Spence Pentland: I mean, bottom line, just step back and say, “Wow, anything that can intoxicate like that has got some strength and power to it. And people with propensity to addiction, that’s going to be another area. I know you said Amsterdam use has an increase, but I wonder when things became legalized to start with if there was a sharp increase in use and then it plateaued. Budney et al showed a dependency similar to other drugs and alcohol. So, there’s for sure going to be people that are more likely to fall into addiction and having issues with ganja as well. Basic risks: don’t drive, caution with dose, CBD, THC, ratios, you know, education, education, education like research. Listen to a podcast like this, there’s lots out there, it’s a hot-button topic. Smoke versus other administration routes, if you do one experiment, maybe micro dosing with someone who has an understanding of the of cannabis, there needs to be labeling standardization, possible known drug interactions – these all have to come with more research. And hopefully, that’s going to be happening. As we can see, with all the info presented, regarding reproductive health and the potential impact, we should definitely proceed with caution, and encourage our patients and all people to be smart about this Green Rush. It’s a corporate push that might captivate us to some degree, but I think Sean and I would agree that if you’re having trouble conceiving and you are using cannabis, it’s time to stop.

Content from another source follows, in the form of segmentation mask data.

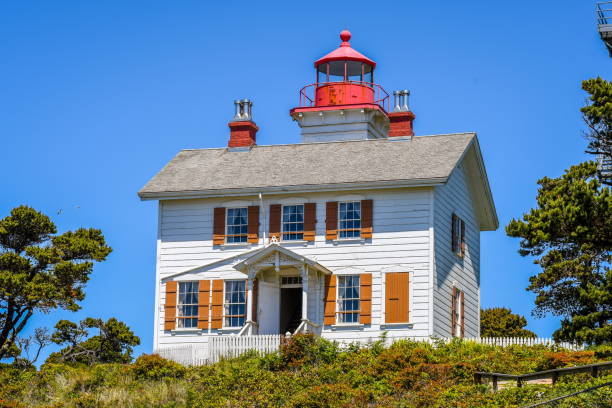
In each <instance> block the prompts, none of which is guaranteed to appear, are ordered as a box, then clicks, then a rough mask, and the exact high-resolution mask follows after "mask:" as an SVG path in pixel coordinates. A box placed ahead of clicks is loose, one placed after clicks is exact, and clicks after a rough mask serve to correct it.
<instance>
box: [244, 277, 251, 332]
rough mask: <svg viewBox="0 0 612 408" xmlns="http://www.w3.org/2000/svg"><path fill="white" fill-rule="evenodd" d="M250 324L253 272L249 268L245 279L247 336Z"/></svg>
mask: <svg viewBox="0 0 612 408" xmlns="http://www.w3.org/2000/svg"><path fill="white" fill-rule="evenodd" d="M252 322H253V270H252V268H249V274H248V278H247V319H246V323H245V324H248V325H249V326H251V327H249V329H248V330H249V331H248V334H252V331H253V328H252Z"/></svg>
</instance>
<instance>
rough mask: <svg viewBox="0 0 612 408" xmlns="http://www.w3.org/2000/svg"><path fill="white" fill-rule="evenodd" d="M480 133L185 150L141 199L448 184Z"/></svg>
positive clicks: (178, 154) (142, 191)
mask: <svg viewBox="0 0 612 408" xmlns="http://www.w3.org/2000/svg"><path fill="white" fill-rule="evenodd" d="M474 138H475V134H474V133H458V134H450V135H436V136H419V137H414V138H412V140H396V141H391V140H388V139H377V140H355V141H344V142H329V143H305V144H288V145H272V146H254V147H253V148H252V149H250V150H246V151H235V150H234V151H231V150H228V149H227V148H221V149H193V150H182V151H180V152H179V153H178V154H177V155H176V156H175V157H174V158H173V159H172V160H171V161H170V162H169V163H168V164H167V165H166V166H165V167H164V168H163V169H162V170H161V171H160V172H159V173H157V174H156V175H155V177H153V178H152V179H151V180H150V181H149V182H148V183H147V184H146V185H145V186H144V187H143V188H142V189H141V190H140V191H139V192H138V195H139V196H140V198H142V199H157V198H164V197H173V196H197V195H208V194H215V193H219V194H224V193H227V192H245V193H247V192H256V191H258V190H260V191H271V190H273V191H282V190H295V189H303V188H308V186H318V187H321V186H330V187H331V186H338V185H346V184H370V183H371V184H385V183H386V184H392V183H412V184H415V185H418V184H427V183H439V182H444V181H446V179H447V178H448V176H449V175H450V173H451V171H452V170H453V169H454V167H455V166H456V165H457V162H458V161H459V160H460V159H461V157H462V156H463V154H464V152H465V151H466V149H467V148H468V147H469V145H470V143H471V142H472V141H473V140H474Z"/></svg>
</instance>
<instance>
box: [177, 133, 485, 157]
mask: <svg viewBox="0 0 612 408" xmlns="http://www.w3.org/2000/svg"><path fill="white" fill-rule="evenodd" d="M475 134H476V132H459V133H440V134H434V135H418V136H413V138H415V139H417V138H426V137H439V136H458V135H475ZM385 141H389V139H388V138H381V139H358V140H329V141H325V142H311V143H280V144H270V145H254V146H252V148H257V147H278V146H310V145H320V144H336V143H359V142H385ZM199 150H227V147H200V148H192V149H181V150H180V151H181V152H187V151H199Z"/></svg>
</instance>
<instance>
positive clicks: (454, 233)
mask: <svg viewBox="0 0 612 408" xmlns="http://www.w3.org/2000/svg"><path fill="white" fill-rule="evenodd" d="M451 250H452V251H453V253H454V254H455V255H457V256H458V257H461V258H463V257H464V256H465V222H464V221H463V220H462V219H461V218H459V217H458V216H457V214H453V216H452V218H451Z"/></svg>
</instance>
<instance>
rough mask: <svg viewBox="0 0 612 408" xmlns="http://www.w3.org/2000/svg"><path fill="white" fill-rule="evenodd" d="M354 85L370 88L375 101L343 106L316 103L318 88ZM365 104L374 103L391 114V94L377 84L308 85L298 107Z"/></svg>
mask: <svg viewBox="0 0 612 408" xmlns="http://www.w3.org/2000/svg"><path fill="white" fill-rule="evenodd" d="M351 85H354V86H356V87H365V88H369V89H370V90H371V92H372V93H373V100H369V101H365V100H356V101H354V102H353V103H348V104H342V103H336V104H332V105H329V104H322V105H319V104H317V103H316V91H317V89H318V88H323V87H326V86H329V87H333V86H338V87H345V86H351ZM364 103H374V104H376V105H378V106H380V107H381V108H382V109H383V110H384V111H385V112H389V103H390V102H389V94H388V93H387V91H385V89H384V88H383V87H382V86H380V85H378V84H375V83H372V82H361V81H341V82H319V83H315V84H310V85H306V86H305V87H303V88H302V89H301V90H300V104H299V106H298V107H300V108H310V107H322V106H336V105H337V106H342V105H358V104H364Z"/></svg>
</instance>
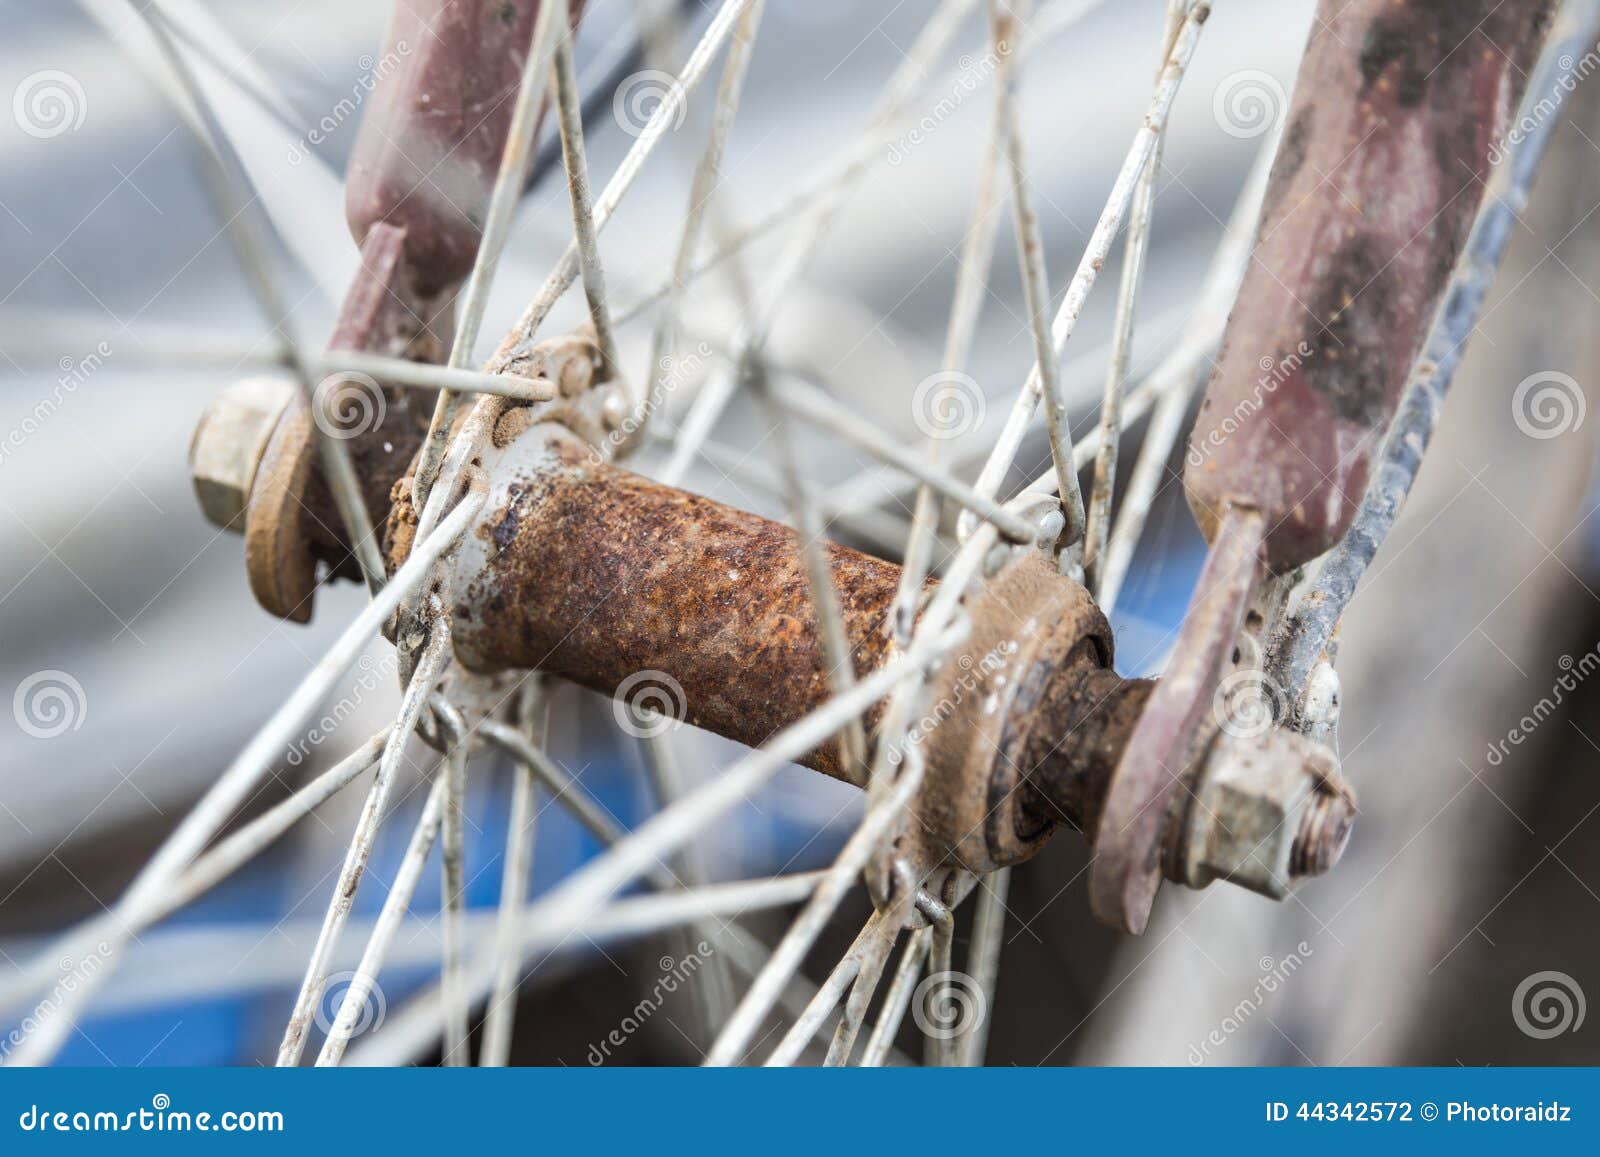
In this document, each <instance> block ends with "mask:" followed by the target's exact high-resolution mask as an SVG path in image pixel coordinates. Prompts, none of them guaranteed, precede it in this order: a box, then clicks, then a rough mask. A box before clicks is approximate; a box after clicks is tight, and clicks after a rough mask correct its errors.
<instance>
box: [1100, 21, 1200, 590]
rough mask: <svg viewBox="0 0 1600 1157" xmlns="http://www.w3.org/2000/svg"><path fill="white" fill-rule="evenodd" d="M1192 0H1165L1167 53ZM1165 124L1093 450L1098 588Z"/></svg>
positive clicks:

Sean Quigley: You just need to accept that it could be a factor.
Spence Pentland: Take it up again later in life if you really need to. Your goal is a baby. You should put down whatever cannabis.
Sean Quigley: Especially, given that idea of that gene expression in infertile men is already kind of compromised, in terms of the endocannabinoid system. And then with the addition of cannabis, it’s just too much for the system to handle.
Spence Pentland: Yeah, reproduction, sleep, cognitive behavior, learning, performance, I mean the list goes on, likely any biological function that we have would be impacted to some degree by cannabis. So, if your goal is reproduction, and you’re having difficulty, it’s time to lay down the cannabis. Sean, until our next section, thanks for the deep dive.
Sean Quigley: Amazing, thanks so much for inviting me.